D1g1tal dent1stry

Digital imageNew technology invades dental care despite high cost of equipment

If you think the business world’s constantly changing landscape is limited to brick and mortar, you haven’t been to the dentist lately. If that’s the case, you’re missing out on the opportunity to check out your pearly whites – the ones with an “uh oh” or two – on a flat-screen monitor.

“I can bring that [X-ray] image in front of [a patient], talk with them, show them and explain with visual aids what’s going on in their mouth,” said Dr. Kristian Rapisarda, a Vancouver dentist.

Thanks to digital X-ray technology, getting a fast “up close and personal” snapshot of a patient’s teeth is not only convenient, it’s less harmful – digital X-rays use about half the radiation of their predecessors. In addition, they can be shared with other dental practices with the click of a mouse, can be manipulated for clinical diagnostics and are more environmentally friendly with the elimination of an office darkroom.

Five years ago, the American Dental Association (ADA) reported that 36.5 percent of all dental practices used digital X-rays in their practice. These days, more dentists are following the digital siren call and ramping up their practices to include all things digital, including X-rays, lasers and sensors (to replace casting molds).

“If you don’t have digital, you’re behind the times,” Rapisarda said.

For dental labs, which, with dentist’s specifications, craft patient crowns, bridges, dentures and such, the advances have been a mixed blessing.

On one hand, digital images have reduced lab turn-around time from an average of ten working days to three, according to Verne May, a partner in May Brothers Dental in Vancouver. On the other hand, the equipment needed to craft high-tech dental implants is pricey – $55,000 for a scanner and $250,000 for a milling machine. This technology is designed to work within an always-upgrading digital world, though much of it uses proprietary software that doesn’t always communicate with other systems.
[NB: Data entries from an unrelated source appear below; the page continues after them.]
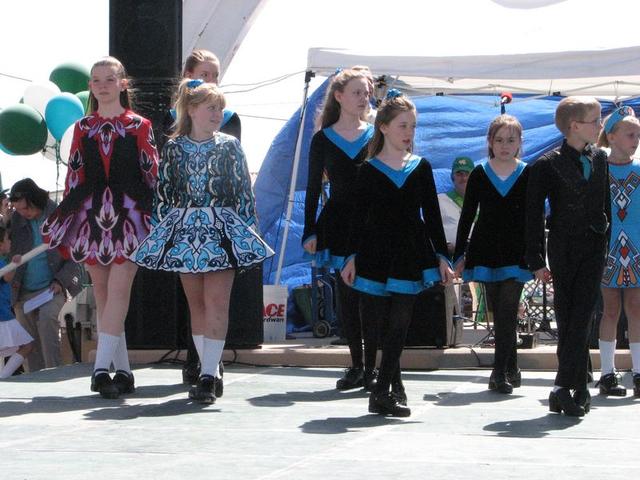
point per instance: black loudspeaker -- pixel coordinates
(428, 326)
(245, 311)
(146, 35)
(158, 311)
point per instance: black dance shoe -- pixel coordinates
(397, 390)
(353, 378)
(562, 401)
(498, 382)
(583, 399)
(609, 385)
(636, 384)
(124, 382)
(219, 390)
(515, 378)
(190, 373)
(387, 404)
(101, 382)
(203, 392)
(370, 380)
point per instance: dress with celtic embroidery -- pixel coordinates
(204, 214)
(623, 260)
(108, 195)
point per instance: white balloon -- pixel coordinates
(65, 144)
(38, 95)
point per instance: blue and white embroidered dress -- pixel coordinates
(204, 214)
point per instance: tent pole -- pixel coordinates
(294, 174)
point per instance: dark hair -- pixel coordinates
(121, 73)
(28, 190)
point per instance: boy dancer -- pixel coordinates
(575, 180)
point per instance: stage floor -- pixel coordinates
(290, 423)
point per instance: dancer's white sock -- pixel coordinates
(607, 356)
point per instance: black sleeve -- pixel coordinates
(468, 214)
(434, 230)
(537, 192)
(314, 186)
(233, 127)
(362, 202)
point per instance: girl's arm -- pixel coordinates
(147, 154)
(467, 217)
(244, 200)
(163, 198)
(434, 231)
(314, 187)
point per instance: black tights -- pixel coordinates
(503, 299)
(356, 330)
(391, 315)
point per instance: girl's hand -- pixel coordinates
(446, 274)
(543, 275)
(459, 268)
(348, 273)
(310, 246)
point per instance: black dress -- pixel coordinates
(339, 159)
(396, 232)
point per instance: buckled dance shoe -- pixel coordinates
(498, 382)
(636, 384)
(562, 401)
(609, 385)
(370, 380)
(101, 382)
(124, 382)
(203, 391)
(353, 378)
(387, 404)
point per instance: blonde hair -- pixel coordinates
(500, 121)
(192, 97)
(389, 109)
(603, 140)
(121, 73)
(573, 109)
(330, 110)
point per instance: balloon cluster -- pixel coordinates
(44, 118)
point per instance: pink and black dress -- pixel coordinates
(109, 188)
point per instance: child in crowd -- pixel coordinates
(397, 246)
(575, 179)
(495, 253)
(205, 65)
(15, 341)
(621, 280)
(337, 150)
(105, 212)
(204, 222)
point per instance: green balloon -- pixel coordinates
(23, 131)
(70, 77)
(84, 98)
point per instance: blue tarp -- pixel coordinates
(448, 126)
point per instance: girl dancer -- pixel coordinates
(495, 253)
(205, 65)
(397, 245)
(15, 341)
(105, 212)
(337, 150)
(204, 221)
(621, 280)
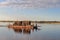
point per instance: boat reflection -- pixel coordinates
(25, 31)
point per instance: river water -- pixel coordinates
(44, 32)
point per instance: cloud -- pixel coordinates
(31, 3)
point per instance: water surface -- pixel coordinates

Kent Firestone of Dental Arts, a Vancouver dental laboratory, takes a wait-and-see approach to capital equipment upgrades.
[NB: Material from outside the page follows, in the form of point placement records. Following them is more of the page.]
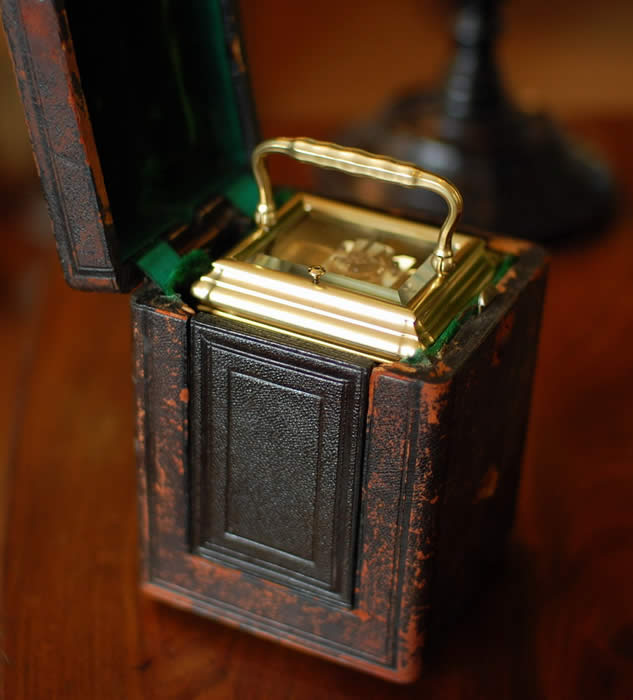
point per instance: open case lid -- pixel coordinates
(139, 113)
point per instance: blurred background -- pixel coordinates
(323, 65)
(316, 67)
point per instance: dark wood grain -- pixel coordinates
(558, 623)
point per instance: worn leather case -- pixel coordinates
(340, 505)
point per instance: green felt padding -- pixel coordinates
(164, 109)
(423, 357)
(190, 268)
(159, 264)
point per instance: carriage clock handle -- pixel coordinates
(361, 164)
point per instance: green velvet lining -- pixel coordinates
(157, 79)
(423, 357)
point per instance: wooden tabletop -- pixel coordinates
(558, 624)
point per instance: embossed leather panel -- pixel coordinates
(277, 436)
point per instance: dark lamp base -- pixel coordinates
(518, 173)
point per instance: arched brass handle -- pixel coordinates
(362, 164)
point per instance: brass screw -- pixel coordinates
(316, 272)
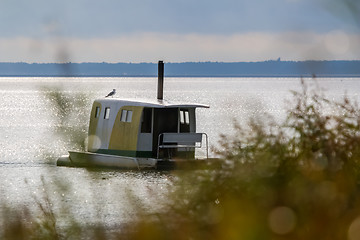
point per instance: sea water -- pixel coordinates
(29, 145)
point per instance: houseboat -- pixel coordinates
(125, 133)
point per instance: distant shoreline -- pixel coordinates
(187, 76)
(265, 69)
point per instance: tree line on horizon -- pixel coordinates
(271, 68)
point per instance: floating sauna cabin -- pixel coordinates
(140, 134)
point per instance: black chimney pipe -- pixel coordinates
(160, 80)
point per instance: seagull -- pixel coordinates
(112, 93)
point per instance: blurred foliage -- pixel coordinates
(295, 180)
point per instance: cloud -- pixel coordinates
(150, 47)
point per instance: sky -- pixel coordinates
(40, 31)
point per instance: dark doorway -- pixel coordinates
(165, 121)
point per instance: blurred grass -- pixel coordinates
(293, 180)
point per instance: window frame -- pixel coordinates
(107, 113)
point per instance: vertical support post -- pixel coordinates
(160, 80)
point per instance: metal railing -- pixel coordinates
(182, 140)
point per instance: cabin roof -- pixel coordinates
(151, 103)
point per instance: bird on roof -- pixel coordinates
(112, 93)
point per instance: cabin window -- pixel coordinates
(97, 112)
(146, 120)
(184, 117)
(126, 116)
(184, 120)
(107, 113)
“We don’t jump on it too soon because it’s so expensive,” Firestone said.

Instead, those dental orders that require the quarter-of-a-million-dollar milling machine get outsourced to bigger labs, then return to his lab for the rest of the work before delivery to Vancouver-area dental offices. Once a price tipping point is reached – when too many orders are being partially outsourced – Firestone said he knows the time is right for investment in a new piece of laboratory equipment.
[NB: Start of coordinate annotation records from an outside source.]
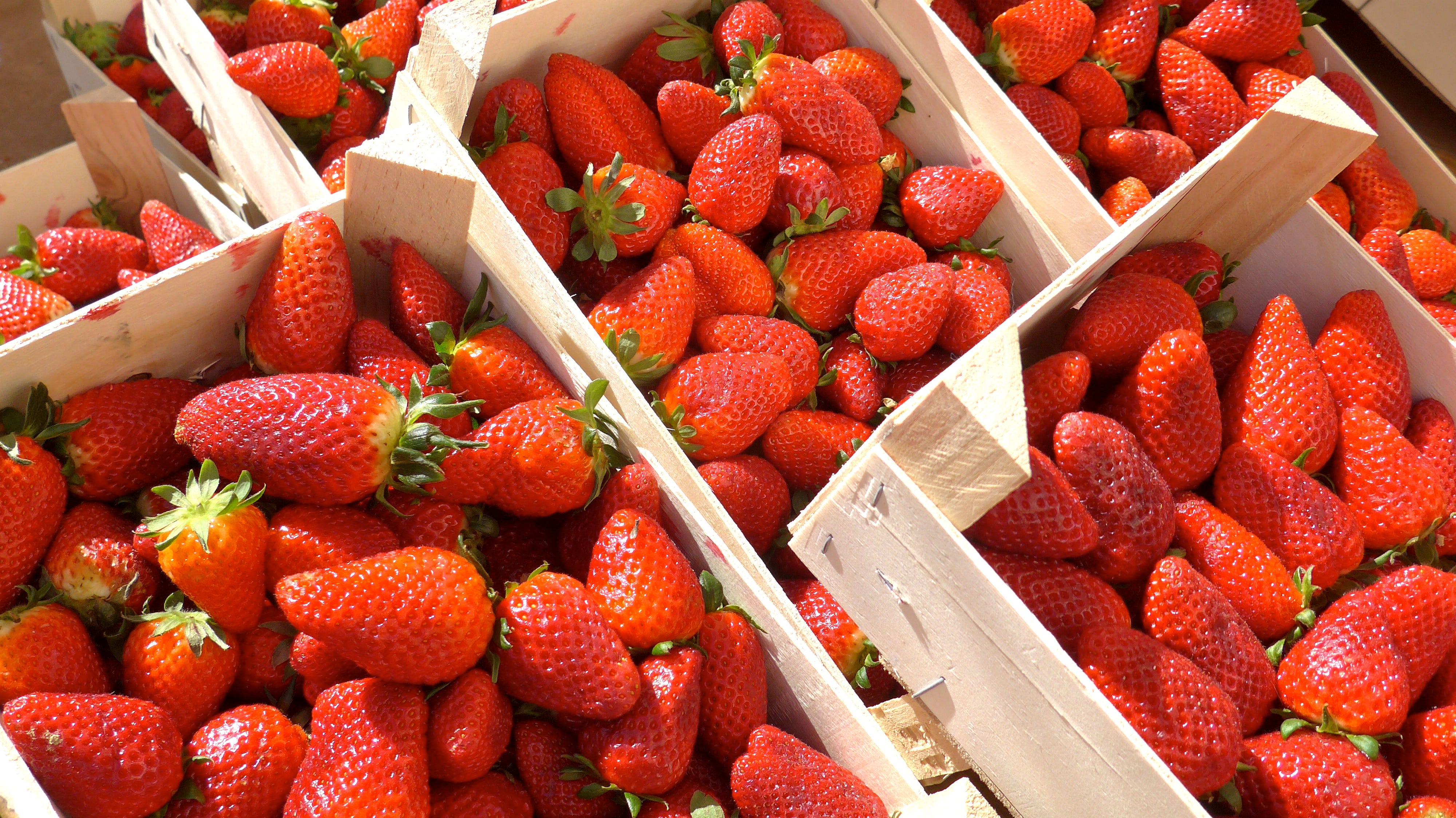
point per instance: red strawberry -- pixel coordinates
(1310, 775)
(1302, 522)
(1065, 599)
(417, 615)
(1173, 705)
(1278, 398)
(116, 756)
(299, 321)
(244, 763)
(470, 728)
(809, 448)
(368, 753)
(1122, 490)
(44, 648)
(1037, 41)
(595, 116)
(563, 654)
(1202, 104)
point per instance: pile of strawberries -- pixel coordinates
(203, 564)
(1243, 541)
(90, 257)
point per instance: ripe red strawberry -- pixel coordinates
(1125, 37)
(470, 728)
(823, 274)
(809, 448)
(295, 79)
(643, 583)
(44, 648)
(289, 21)
(1302, 522)
(813, 111)
(1186, 612)
(595, 116)
(1203, 107)
(563, 654)
(417, 615)
(116, 756)
(1155, 158)
(1037, 41)
(809, 31)
(1065, 599)
(1313, 774)
(647, 750)
(1125, 317)
(368, 753)
(1122, 490)
(78, 264)
(183, 662)
(692, 113)
(1279, 398)
(299, 321)
(1378, 191)
(244, 763)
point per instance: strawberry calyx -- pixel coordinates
(598, 212)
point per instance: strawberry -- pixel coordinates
(417, 615)
(563, 654)
(647, 750)
(1380, 194)
(1202, 104)
(183, 662)
(1302, 522)
(809, 31)
(1037, 41)
(643, 584)
(470, 728)
(289, 21)
(295, 79)
(306, 538)
(1313, 774)
(44, 648)
(1051, 114)
(813, 111)
(732, 279)
(78, 264)
(823, 274)
(809, 448)
(299, 321)
(595, 116)
(1278, 398)
(1125, 36)
(1243, 30)
(1123, 491)
(1393, 491)
(1125, 317)
(129, 442)
(213, 547)
(368, 753)
(1155, 158)
(244, 763)
(727, 398)
(1186, 612)
(733, 180)
(692, 113)
(1065, 599)
(783, 777)
(98, 756)
(1333, 200)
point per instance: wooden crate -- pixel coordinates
(181, 325)
(82, 76)
(247, 138)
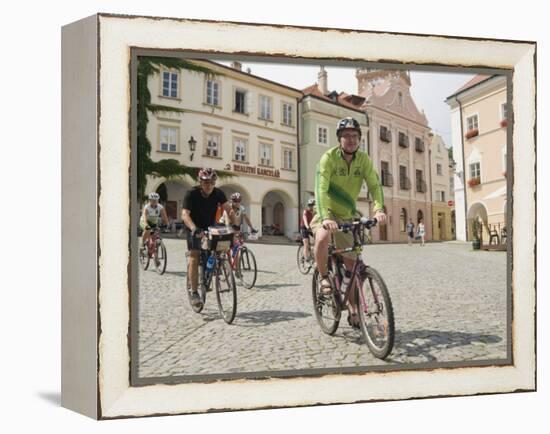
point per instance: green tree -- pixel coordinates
(166, 168)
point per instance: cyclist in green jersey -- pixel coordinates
(339, 178)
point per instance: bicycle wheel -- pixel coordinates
(376, 314)
(303, 265)
(160, 257)
(246, 269)
(144, 258)
(201, 289)
(326, 307)
(226, 290)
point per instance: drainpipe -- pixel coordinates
(463, 168)
(298, 161)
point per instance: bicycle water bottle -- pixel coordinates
(210, 264)
(345, 281)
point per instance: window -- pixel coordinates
(472, 123)
(420, 183)
(288, 159)
(475, 170)
(212, 92)
(403, 220)
(265, 154)
(403, 140)
(385, 134)
(213, 145)
(418, 144)
(404, 182)
(503, 111)
(239, 146)
(363, 144)
(168, 139)
(287, 114)
(265, 107)
(322, 135)
(240, 101)
(385, 174)
(170, 84)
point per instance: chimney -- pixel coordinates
(323, 81)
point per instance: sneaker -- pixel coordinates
(195, 299)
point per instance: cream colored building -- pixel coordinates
(400, 140)
(443, 212)
(478, 121)
(236, 122)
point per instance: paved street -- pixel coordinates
(449, 304)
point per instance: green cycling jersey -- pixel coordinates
(337, 184)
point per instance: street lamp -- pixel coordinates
(192, 146)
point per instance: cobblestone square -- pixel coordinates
(449, 304)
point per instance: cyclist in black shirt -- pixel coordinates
(200, 207)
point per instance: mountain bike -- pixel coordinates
(305, 264)
(366, 290)
(243, 261)
(154, 249)
(214, 267)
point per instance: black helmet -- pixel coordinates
(347, 123)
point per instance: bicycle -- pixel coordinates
(214, 266)
(304, 265)
(243, 261)
(154, 249)
(366, 285)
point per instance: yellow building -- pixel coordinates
(443, 212)
(232, 121)
(478, 121)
Even with the expense (outsourcing included), May figures he’s more productive and profitable with his digital presence. His four-person staff turns more units per day with digital-based equipment than they ever could with handcrafting.

“I think it’s made our product more uniform, more consistent,” May said.

Back at the dental office, Rapisarda figures the digital technology is good for his patients and for his growing practice. Before digital X-rays, he showed his patients traditional film scans. Rapisarda said his patients would strain, knit their brows and sometimes simply nod in agreement without understanding what he was trying to show them. With digital images, besides the cool and wow factor, Rapisarda said he’s able to educate and show a patient what’s going on in their mouths and explain problems more fully.

For a patient who can’t make out a spec on a piece of film and is thinking about a how a dental bill is going to pinch his wallet, the educational tool has become invaluable to demonstrate need and treatment acceptance. Moreover, when a patient is referred to a specialist, his or her records, X-rays and history can be shared within moments. No more taking chances with lost charts.

Beyond the clinical side of things, dental offices, much like medical offices, have begun digitizing records and billing. That’s resulted in some heavy-lifting work to transfer 30-year-old records from paper to digital at Rapisarda’s practice, which he purchased in 2008.

“In a paper chart, you can lose a sheet,” Rapisarda said. “One thing that is nice about having computer charts or a digitally run front office, is that you don’t lose information.”

Gone are the days of the office secretary spending time thumbing through a binder’s worth of information after a patient arrives for an appointment.

“Eventually we will get to the point where no one will have a paper chart anymore, Rapisarda said.

While the digital conversions going on inside our local medical and dental offices are destined to streamline practices, improve patient care and save money and overhead costs, Rapisarda said he hasn’t see the cost payoff – yet.

“It’s an expensive start up,” he said.